One very fundamental human right is to come and go freely. However, terrorism has increased limits to this rights often for the right reasons but governments tend to push limits too far. An article in Brennan Center For Justice asks, based on specific experiences, if its not time for America to put an end to its terrorist watch list. The article which speaks to our problematic and proposes that the matter be determined in a Federal Court.
On a 2004 trip from one U.S. city to another, my son evidently made it onto some kind of terrorist watchlist. Both at the airport from which we departed, and then at the one we left on the way home less than one week later, he was flagged by airline staff and then we both were questioned, briefly, by what I recall were a few official-looking, stern people. Ultimately, my son was deemed not to be a terrorist and was cleared for travel. No harm, no foul — and he had no idea what the fuss was about. He was 5 years old.
That episode was the first thing I thought about Wednesday night when the news broke that a federal judge in Virginia had struck down the government’s main “watchlist” as an undue burden on the constitutional rights of U.S. citizens. I thought about my son, and about how Sen. Edward M. Kennedy famously made it onto the No Fly List around the same time, and about how so many of us way back in 2004 joked about what a “joke” the watchlists were. How incomplete, inaccurate, and rife with bureaucratic miasma and law enforcement excess.
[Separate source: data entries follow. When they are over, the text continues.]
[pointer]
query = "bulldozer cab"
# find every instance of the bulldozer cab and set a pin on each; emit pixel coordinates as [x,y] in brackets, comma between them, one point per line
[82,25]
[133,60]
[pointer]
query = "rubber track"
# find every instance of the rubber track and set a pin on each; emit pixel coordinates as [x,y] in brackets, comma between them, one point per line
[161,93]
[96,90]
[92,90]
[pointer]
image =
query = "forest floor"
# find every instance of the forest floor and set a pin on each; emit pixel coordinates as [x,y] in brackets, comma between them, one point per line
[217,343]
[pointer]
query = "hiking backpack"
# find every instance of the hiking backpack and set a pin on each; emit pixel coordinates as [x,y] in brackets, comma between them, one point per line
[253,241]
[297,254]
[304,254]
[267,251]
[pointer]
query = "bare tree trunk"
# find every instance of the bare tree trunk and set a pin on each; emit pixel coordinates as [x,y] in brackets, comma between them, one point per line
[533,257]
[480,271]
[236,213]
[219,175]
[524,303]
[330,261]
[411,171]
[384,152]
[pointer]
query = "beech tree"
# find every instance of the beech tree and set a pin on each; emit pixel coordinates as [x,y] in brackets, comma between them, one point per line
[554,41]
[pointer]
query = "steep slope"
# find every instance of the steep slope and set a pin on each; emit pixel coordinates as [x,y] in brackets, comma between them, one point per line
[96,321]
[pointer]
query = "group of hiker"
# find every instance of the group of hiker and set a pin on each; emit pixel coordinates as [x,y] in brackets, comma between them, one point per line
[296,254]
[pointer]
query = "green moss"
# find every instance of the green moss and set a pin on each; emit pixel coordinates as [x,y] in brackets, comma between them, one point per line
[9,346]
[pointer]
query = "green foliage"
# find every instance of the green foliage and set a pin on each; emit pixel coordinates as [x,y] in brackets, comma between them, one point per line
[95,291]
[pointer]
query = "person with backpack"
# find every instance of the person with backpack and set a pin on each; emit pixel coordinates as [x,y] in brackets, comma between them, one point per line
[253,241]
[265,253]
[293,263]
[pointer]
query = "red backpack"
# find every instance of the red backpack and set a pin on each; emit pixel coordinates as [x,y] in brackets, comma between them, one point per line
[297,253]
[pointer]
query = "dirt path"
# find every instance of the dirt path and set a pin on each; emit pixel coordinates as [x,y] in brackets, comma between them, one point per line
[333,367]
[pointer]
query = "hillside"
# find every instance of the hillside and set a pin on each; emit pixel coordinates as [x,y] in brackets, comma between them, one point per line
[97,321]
Since the terror attacks of September 11, 2001, thousands of other Americans — non-terrorists, too — have been unfairly placed on these secret lists without a meaningful chance to get off them. They’ve had their travel interrupted, or worse, based on information no one beyond law enforcement has ever seen. In most cases, advocates say, those targeted have been citizens of color, or citizens who practice their Muslim faith, or those who hail from or travel to Middle Eastern countries. In many cases, they’ve been unjustly targeted.